The FAIR Principles herald more open, transparent, and reusable scientific data
Today, March 15 2016, the FAIR Guiding Principles for scientific data management and stewardship were formally published in the Nature Publishing Group journal Scientific Data. The problem the FAIR Principles address is the lack of widely shared, clearly articulated, and broadly applicable best practices around the publication of scientific data. While the history of scholarly publication in journals is long and well established, the same cannot be said of formal data publication. Yet, data could be considered the primary output of scientific research, and its publication and reuse is necessary to ensure validity, reproducibility, and to drive further discoveries. The FAIR Principles address these needs by providing a precise and measurable set of qualities a good data publication should exhibit – qualities that ensure that the data is Findable, Accessible, Interoperable, and Reusable (FAIR).

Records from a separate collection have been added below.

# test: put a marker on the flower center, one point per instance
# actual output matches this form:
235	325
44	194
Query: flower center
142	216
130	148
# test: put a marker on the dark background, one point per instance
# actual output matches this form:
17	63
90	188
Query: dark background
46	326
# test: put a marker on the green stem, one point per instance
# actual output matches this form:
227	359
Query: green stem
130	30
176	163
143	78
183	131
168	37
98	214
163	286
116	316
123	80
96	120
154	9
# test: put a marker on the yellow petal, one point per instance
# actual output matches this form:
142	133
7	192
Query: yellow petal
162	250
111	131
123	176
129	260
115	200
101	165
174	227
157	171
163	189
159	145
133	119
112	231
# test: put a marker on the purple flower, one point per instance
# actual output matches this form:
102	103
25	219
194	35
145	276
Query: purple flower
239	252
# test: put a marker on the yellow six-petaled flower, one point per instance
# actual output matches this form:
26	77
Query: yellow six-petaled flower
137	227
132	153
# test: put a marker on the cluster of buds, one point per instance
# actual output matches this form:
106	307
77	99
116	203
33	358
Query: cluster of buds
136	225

The principles were formulated after a Lorentz Center workshop in January, 2014 where a diverse group of stakeholders, sharing an interest in scientific data publication and reuse, met to discuss the features required of contemporary scientific data publishing environments. The first-draft FAIR Principles were published on the Force11 website for evaluation and comment by the wider community – a process that lasted almost two years. This resulted in the clear, concise, broadly-supported principles that were published today. The principles support a wide range of new international initiatives, such as the European Open Science Cloud and the NIH Big Data to Knowledge (BD2K), by providing clear guidelines that help ensure all data and associated services in the emergent ‘Internet of Data’ will be Findable, Accessible, Interoperable and Reusable, not only by people, but notably also by machines.

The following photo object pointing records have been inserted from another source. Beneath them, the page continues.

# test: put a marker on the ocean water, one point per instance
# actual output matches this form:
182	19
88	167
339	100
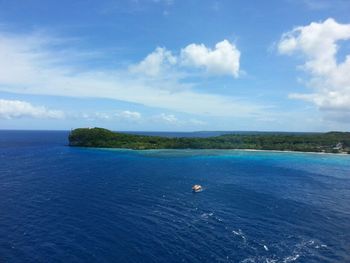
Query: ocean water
63	204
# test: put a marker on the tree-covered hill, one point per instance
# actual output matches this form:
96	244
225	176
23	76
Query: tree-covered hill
334	142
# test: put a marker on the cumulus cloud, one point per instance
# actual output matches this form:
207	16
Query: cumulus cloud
329	78
130	115
155	63
29	65
224	59
12	109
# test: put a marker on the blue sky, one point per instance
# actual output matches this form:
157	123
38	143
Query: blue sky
171	65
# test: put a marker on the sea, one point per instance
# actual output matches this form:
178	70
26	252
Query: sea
70	204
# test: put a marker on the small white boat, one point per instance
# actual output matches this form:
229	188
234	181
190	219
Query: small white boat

The recognition that computers must be capable of accessing a data publication autonomously, unaided by their human operators, is core to the FAIR Principles. Computers are now an inseparable companion in every research endeavour. Contemporary scientific datasets are large, complex, and globally-distributed, making it almost impossible for humans to manually discover, integrate, inspect and interpret them. This (re)usability barrier has, until now, prevented us from maximizing the return-on-investment from the massive global financial support of big data research and development projects, especially in the life and health sciences. This wasteful barrier has not gone unnoticed by key agencies and regulatory bodies. As a result, rigorous data management stewardship – applicable to both human and computational “users” – will soon become a funded, core activity within modern research projects. In fact, FAIR-oriented data management activities will increasingly be made mandatory by public funding bodies.

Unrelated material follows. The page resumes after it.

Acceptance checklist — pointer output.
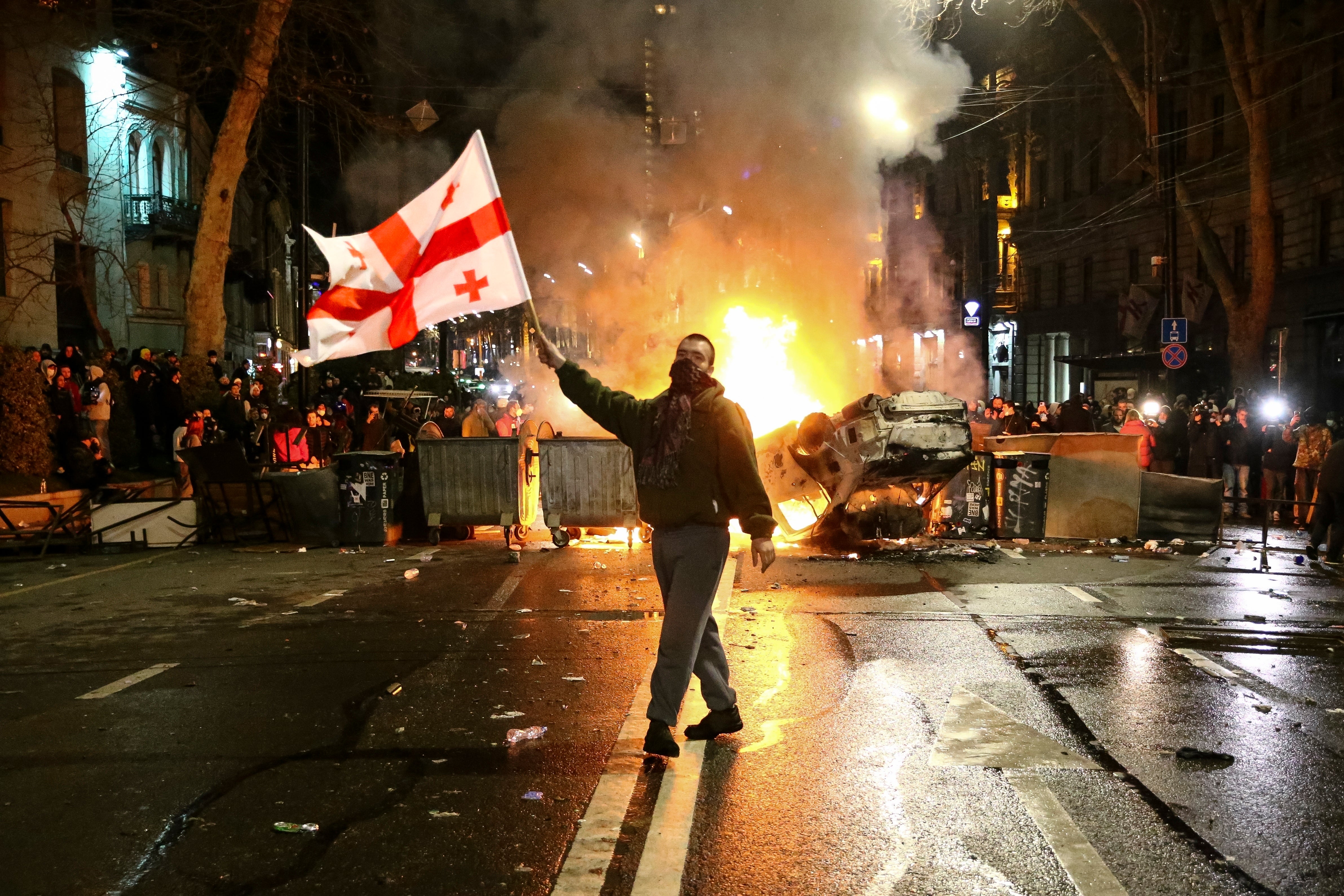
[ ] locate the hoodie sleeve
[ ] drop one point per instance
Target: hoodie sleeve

The high level of abstraction of the FAIR Principles, sidestepping controversial issues such as the technology or approach used in the implementation, has already made them acceptable to a variety of research funding bodies and policymakers. Examples include FAIR Data workshops from EU-ELIXIR, inclusion of FAIR in the future plans of Horizon 2020, and advocacy from the American National Institutes of Health. As such, it seems assured that these principles will rapidly become a key basis for innovation in the global move towards Open Science environments. Therefore, the timing of the Principles publication is aligned with the Open Science Conference in April 2016.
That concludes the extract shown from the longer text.